Pipeline¶
This section covers everything you need to know about creating and working with pipelines in the volnux framework.
Defining Pipeline¶
To define a pipeline, you need to inherit from the Pipeline class and create your custom implementation:
from volnux import Pipeline
class MyPipeline(Pipeline):
# Your input data fields will go here
pass
Defining Input Data Field¶
Input fields are defined using the InputDataField class or its variants.
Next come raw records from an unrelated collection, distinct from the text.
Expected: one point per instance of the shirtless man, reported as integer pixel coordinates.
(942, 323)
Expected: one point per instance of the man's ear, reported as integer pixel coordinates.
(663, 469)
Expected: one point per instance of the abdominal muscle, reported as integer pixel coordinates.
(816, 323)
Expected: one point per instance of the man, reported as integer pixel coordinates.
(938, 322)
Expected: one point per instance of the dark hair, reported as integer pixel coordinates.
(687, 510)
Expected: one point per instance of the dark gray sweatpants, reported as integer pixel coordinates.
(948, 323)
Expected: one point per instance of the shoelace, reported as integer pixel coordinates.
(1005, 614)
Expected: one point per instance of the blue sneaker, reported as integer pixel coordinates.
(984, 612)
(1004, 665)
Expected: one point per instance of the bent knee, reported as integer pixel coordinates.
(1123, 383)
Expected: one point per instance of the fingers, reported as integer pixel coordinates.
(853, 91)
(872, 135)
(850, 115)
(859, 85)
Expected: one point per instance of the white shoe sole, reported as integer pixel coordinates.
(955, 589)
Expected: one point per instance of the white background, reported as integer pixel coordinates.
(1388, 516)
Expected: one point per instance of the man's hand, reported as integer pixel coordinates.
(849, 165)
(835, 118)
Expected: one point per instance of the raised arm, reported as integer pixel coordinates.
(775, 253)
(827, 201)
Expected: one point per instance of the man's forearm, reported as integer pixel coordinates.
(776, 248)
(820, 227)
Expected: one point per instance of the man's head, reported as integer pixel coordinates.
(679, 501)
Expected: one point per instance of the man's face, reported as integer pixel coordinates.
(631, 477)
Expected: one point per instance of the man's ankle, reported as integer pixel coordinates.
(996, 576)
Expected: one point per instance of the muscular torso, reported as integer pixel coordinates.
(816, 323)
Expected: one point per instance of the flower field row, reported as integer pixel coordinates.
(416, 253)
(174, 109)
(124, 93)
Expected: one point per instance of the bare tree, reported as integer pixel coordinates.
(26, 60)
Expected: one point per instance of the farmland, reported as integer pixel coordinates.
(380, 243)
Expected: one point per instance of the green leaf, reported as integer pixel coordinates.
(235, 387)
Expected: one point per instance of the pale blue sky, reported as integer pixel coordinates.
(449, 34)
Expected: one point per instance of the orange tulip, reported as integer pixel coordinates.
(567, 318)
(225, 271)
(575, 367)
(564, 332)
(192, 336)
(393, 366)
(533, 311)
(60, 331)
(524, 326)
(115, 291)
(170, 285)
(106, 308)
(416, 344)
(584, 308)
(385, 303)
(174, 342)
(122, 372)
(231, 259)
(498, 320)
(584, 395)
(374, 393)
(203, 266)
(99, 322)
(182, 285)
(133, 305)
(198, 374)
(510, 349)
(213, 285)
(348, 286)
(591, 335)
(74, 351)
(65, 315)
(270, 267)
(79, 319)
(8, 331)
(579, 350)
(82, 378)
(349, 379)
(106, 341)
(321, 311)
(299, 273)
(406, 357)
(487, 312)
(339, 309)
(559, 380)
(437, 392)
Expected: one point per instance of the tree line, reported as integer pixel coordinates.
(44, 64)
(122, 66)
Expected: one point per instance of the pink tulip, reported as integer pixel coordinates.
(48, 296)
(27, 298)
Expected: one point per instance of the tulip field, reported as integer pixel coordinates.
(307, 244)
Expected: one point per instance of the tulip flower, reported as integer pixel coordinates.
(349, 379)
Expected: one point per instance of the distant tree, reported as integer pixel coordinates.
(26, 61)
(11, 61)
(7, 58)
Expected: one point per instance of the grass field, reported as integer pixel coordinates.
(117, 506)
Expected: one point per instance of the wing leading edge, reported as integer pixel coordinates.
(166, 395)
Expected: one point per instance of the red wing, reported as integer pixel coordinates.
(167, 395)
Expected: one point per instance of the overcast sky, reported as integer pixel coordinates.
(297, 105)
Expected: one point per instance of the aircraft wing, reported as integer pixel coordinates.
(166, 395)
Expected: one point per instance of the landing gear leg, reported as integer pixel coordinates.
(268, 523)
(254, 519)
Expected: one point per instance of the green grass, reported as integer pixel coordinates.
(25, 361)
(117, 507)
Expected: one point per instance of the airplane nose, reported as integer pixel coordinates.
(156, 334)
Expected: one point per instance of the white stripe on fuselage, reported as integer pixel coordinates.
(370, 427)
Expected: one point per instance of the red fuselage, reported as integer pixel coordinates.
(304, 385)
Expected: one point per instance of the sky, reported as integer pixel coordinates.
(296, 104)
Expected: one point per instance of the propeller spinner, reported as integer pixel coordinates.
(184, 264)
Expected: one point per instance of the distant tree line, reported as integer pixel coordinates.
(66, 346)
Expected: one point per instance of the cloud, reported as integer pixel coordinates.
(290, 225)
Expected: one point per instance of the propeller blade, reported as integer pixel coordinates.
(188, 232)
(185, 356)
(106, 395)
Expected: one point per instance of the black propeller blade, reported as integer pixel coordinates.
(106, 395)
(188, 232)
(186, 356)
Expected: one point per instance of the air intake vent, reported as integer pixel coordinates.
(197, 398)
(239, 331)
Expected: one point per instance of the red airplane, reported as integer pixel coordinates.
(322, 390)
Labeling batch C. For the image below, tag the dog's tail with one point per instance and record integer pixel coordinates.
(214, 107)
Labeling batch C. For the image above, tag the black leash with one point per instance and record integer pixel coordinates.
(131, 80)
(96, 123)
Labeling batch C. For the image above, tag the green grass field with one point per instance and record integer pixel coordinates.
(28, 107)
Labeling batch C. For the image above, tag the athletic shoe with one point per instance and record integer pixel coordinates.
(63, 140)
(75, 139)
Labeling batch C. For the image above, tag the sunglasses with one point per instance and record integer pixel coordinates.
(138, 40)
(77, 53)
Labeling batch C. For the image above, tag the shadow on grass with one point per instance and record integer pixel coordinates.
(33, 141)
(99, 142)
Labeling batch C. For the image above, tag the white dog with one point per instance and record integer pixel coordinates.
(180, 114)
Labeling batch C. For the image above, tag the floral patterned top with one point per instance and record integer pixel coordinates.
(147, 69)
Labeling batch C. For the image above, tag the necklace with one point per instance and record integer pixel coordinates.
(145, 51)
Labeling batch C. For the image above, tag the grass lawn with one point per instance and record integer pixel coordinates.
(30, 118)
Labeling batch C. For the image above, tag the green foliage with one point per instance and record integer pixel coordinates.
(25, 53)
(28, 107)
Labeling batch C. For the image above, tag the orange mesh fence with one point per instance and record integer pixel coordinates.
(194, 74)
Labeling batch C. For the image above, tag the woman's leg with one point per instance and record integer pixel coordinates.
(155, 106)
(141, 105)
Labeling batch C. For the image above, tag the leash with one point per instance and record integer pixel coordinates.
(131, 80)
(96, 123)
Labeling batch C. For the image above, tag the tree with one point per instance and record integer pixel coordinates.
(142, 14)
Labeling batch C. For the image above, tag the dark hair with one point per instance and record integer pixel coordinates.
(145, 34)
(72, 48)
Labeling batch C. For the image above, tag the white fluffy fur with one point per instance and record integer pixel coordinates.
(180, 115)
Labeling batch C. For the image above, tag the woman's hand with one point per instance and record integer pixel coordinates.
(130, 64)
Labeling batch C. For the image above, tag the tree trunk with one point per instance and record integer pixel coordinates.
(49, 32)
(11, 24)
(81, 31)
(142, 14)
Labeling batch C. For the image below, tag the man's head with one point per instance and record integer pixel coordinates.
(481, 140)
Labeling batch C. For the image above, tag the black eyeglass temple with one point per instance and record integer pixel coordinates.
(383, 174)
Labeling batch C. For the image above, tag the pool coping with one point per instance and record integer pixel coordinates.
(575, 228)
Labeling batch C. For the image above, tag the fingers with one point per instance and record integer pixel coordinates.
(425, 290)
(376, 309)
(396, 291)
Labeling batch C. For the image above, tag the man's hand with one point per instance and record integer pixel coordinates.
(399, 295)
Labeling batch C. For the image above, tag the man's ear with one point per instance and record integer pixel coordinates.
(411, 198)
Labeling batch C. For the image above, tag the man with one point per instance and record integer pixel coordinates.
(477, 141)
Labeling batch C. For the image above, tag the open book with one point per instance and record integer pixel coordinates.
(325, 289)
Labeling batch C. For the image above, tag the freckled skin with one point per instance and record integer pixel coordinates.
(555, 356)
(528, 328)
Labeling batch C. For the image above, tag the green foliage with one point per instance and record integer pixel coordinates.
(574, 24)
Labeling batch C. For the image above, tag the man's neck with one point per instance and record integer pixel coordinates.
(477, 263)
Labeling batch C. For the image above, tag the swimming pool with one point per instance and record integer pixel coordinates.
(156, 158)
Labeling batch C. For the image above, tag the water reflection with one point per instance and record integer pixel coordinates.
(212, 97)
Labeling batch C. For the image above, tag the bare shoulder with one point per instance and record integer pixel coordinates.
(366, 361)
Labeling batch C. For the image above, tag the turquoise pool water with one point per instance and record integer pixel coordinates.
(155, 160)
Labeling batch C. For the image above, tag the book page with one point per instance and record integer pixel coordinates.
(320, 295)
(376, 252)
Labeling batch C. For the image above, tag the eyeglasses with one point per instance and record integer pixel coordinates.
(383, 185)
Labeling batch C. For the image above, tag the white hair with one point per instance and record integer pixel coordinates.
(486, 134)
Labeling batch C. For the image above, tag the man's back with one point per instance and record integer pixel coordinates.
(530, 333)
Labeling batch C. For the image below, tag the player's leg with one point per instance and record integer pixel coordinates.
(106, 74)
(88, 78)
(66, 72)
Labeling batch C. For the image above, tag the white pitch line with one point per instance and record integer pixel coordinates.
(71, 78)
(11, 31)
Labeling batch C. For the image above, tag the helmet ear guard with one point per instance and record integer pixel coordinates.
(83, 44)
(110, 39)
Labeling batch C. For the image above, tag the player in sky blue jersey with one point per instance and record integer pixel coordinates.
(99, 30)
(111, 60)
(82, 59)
These fields represent the data that will flow through your pipeline:
from volnux import Pipeline
from volnux.fields import InputDataField
class MyPipeline(Pipeline):
# Define input fields as attributes
input_field = InputDataField(data_type=str, required=True)
Defining Pipeline Structure¶
Pipeline structure is defined using the Pointy language, which provides a structured format to describe task execution flow.
Basic Pointy File¶
Create a file with the .pty extension matching your pipeline class name (e.g., MyPipeline.pty):
Fetch->Process->Execute->SaveToDB->Return
Alternative Configuration¶
You can also define the pipeline structure within your class using a Meta subclass:
class MyPipeline(Pipeline):
class Meta:
pointy = "A->B->C" # Pointy script
# OR
file = "/path/to/your/custom_pipeline.pty"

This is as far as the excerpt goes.